Troubled by reports of the practice, Senators Charles E. Schumer of New York and Richard Blumenthal of Connecticut said they were calling on the Justice Department and the Equal Employment Opportunity Commission to begin investigations. The senators are sending letters to the heads of the agencies.
The Associated Press reported last week that some private and public agencies around the country were asking job seekers for their social media credentials. The practice has alarmed privacy advocates, but its legality remained murky.

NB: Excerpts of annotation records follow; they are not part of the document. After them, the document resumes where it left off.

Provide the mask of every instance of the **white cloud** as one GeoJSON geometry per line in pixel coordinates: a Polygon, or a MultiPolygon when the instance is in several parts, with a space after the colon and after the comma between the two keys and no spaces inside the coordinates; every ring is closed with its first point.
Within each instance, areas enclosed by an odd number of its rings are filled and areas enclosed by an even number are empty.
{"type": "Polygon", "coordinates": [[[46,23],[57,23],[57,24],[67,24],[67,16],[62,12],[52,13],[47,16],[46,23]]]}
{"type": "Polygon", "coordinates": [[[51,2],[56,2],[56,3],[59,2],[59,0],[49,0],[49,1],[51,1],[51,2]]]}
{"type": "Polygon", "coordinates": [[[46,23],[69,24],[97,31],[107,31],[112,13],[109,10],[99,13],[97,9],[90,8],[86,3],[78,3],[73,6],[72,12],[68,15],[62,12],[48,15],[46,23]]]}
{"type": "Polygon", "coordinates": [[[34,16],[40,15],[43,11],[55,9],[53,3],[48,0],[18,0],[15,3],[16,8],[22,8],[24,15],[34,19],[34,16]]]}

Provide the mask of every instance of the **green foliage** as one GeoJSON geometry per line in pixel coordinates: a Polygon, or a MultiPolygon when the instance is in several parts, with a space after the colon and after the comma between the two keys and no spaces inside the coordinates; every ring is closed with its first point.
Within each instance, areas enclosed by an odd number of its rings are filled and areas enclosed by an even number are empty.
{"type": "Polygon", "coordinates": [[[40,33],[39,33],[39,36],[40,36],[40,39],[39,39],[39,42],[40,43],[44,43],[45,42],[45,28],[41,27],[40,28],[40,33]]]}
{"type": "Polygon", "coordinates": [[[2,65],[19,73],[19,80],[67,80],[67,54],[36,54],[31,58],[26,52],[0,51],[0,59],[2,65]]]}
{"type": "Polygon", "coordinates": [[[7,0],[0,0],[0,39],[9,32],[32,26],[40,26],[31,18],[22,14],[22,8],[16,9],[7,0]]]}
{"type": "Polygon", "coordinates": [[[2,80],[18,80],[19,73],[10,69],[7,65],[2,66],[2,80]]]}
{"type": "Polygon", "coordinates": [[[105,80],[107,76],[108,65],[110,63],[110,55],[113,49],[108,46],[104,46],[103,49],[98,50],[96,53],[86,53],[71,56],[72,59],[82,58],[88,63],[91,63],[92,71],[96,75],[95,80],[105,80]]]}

On Friday, Facebook warned employers not to ask job applicants for their passwords, presumably so they could view applicant profiles on the site. The company threatened legal action against applications that violated its longstanding policy against sharing passwords.
A Facebook executive cautioned that if an employer discovered that a job applicant is a member of a protected group, the employer might be vulnerable to claims of discrimination if it did not hire that person.
Personal information such as gender, race, religion and age are often displayed on a Facebook profile — all details that are protected by federal employment law.
Not sharing passwords is a basic tenet of online conduct. Aside from the privacy concerns, Facebook considers the practice a security risk.
“In an age where more and more of our personal information — and our private social interactions — are online, it is vital that all individuals be allowed to determine for themselves what personal information they want to make public and protect personal information from their would-be employers. This is especially important during the job-seeking process, when all the power is on one side of the fence,” Mr. Schumer said in a statement.
Specifically, the senators want to know if the practice violates the Stored Communications Act or the Computer Fraud and Abuse Act. Those two acts, respectively, prohibit intentional access to electronic information without authorization and intentional access to a computer without authorization to obtain information.
The senators also want to know whether two court cases relating to supervisors asking current employees for social media credentials could be applied to job applicants.
The senators said they were writing a bill to fill in any gaps not covered by current laws.